Exploring the Finite and Infinite Solutions of ODEs with k < 1/4

[djh101]

Consider [itex]\frac{d^{2}y}{dx^{2}}+\frac{k}{x^{2}}y = 0[/itex]. Show that every nontrivial solution has an infinite number of positive zeroes if k > 1/4 and a finite number if k ≤ 1/4.

Solving gives:

[itex]y = Asin(\sqrt{k}ln(x)) + Bcos(\sqrt{k}ln(x))[/itex]​

And setting y = 0 gives:

[itex]tan(\sqrt{k}ln(x)) = -\frac{A}{B} = c[/itex]
[itex]ln(x) = \frac{2n+1}{\sqrt{k}}arctan(c)[/itex]​

So I've mainly just rearranged everything a few times. When k ≤ 1/4, the last equation should hold for only a finite number of ns. Why, though? How would one go about proving this? The main thing I would think to look for would be a square root turning negative, but that doesn't seem to happen anywhere.

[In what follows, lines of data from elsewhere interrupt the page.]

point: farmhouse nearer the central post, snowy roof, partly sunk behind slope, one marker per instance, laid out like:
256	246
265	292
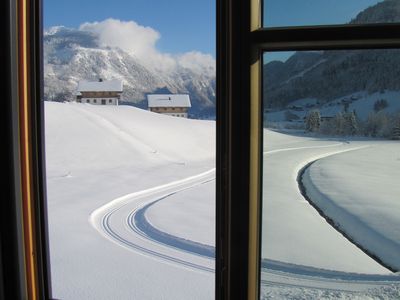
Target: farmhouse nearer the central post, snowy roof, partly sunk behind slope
172	105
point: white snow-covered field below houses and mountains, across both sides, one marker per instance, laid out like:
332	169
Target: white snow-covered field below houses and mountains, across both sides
131	210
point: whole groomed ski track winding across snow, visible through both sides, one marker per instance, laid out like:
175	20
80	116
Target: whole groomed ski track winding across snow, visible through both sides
285	274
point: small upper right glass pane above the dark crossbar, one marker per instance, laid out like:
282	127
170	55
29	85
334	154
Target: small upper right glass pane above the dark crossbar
278	13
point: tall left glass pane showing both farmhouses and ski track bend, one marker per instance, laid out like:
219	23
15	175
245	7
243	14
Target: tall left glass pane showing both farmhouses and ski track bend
131	200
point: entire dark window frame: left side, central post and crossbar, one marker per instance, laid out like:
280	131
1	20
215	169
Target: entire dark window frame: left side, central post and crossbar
240	43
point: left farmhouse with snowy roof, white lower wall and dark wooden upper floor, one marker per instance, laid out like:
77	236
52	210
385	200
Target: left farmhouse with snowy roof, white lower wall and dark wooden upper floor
99	92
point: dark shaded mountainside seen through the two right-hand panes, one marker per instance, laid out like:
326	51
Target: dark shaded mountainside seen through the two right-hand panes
330	75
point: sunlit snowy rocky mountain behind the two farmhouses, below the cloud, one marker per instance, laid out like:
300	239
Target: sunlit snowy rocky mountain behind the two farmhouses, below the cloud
71	55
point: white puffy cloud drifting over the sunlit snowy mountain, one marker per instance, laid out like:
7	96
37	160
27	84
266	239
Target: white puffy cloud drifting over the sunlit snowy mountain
141	42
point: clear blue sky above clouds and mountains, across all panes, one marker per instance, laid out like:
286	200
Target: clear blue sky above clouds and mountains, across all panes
187	25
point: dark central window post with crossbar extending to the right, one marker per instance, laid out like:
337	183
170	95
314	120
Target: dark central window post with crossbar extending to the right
243	41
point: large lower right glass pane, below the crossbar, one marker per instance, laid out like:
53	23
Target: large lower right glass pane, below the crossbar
330	219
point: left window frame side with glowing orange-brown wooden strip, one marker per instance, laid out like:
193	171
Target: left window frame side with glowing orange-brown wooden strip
25	201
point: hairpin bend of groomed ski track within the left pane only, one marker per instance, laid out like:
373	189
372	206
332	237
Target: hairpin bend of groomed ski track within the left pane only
137	241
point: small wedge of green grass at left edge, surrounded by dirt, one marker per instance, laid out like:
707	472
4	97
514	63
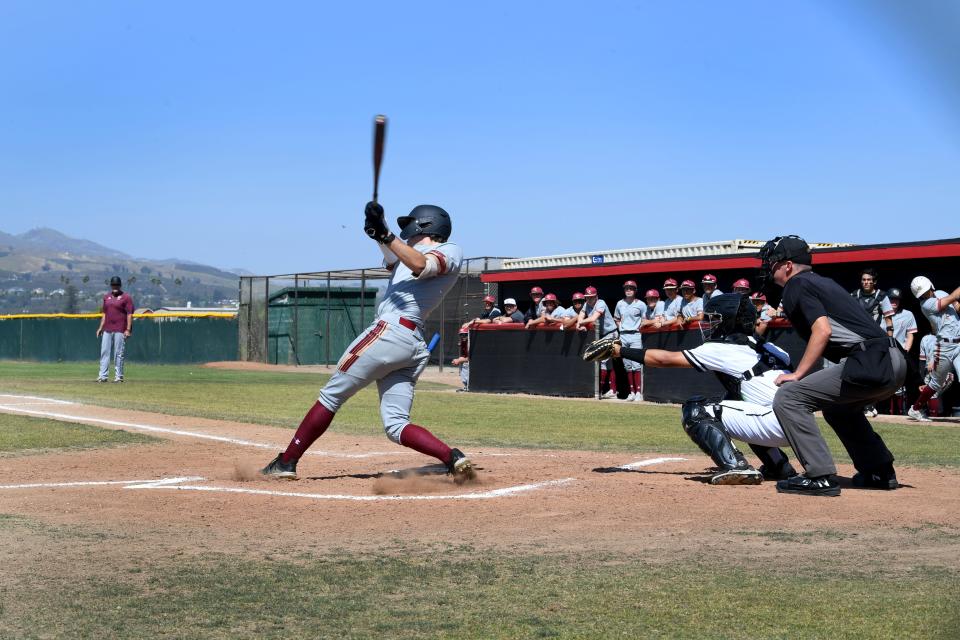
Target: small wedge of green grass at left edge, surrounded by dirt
24	434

Any ideas?

 

[Mark44]

Consider [itex]\frac{d^{2}y}{dx^{2}}+\frac{k}{x^{2}}y = 0[/itex]. Show that every nontrivial solution has an infinite number of positive zeroes if k > 1/4 and a finite number if k ≤ 1/4.

Solving gives:

[itex]y = Asin(\sqrt{k}ln(x)) + Bcos(\sqrt{k}ln(x))[/itex]​

Show what you did to get this. I believe you might be tacitly making assumptions about k to get to this point.

And setting y = 0 gives:

[itex]tan(\sqrt{k}ln(x)) = -\frac{A}{B} = c[/itex]
[itex]ln(x) = \frac{2n+1}{\sqrt{k}}arctan(c)[/itex]​

So I've mainly just rearranged everything a few times. When k ≤ 1/4, the last equation should hold for only a finite number of ns. Why, though? How would one go about proving this? The main thing I would think to look for would be a square root turning negative, but that doesn't seem to happen anywhere. Any ideas?

 

[vela]

Your y(x) doesn't satisfy the differential equation.

 

[djh101]

Sorry, I did a sloppy substitution. x = e^z gives y'' - y' + ky = 0, which has the needed 1 - 4k discriminate. Problem solved. Thanks.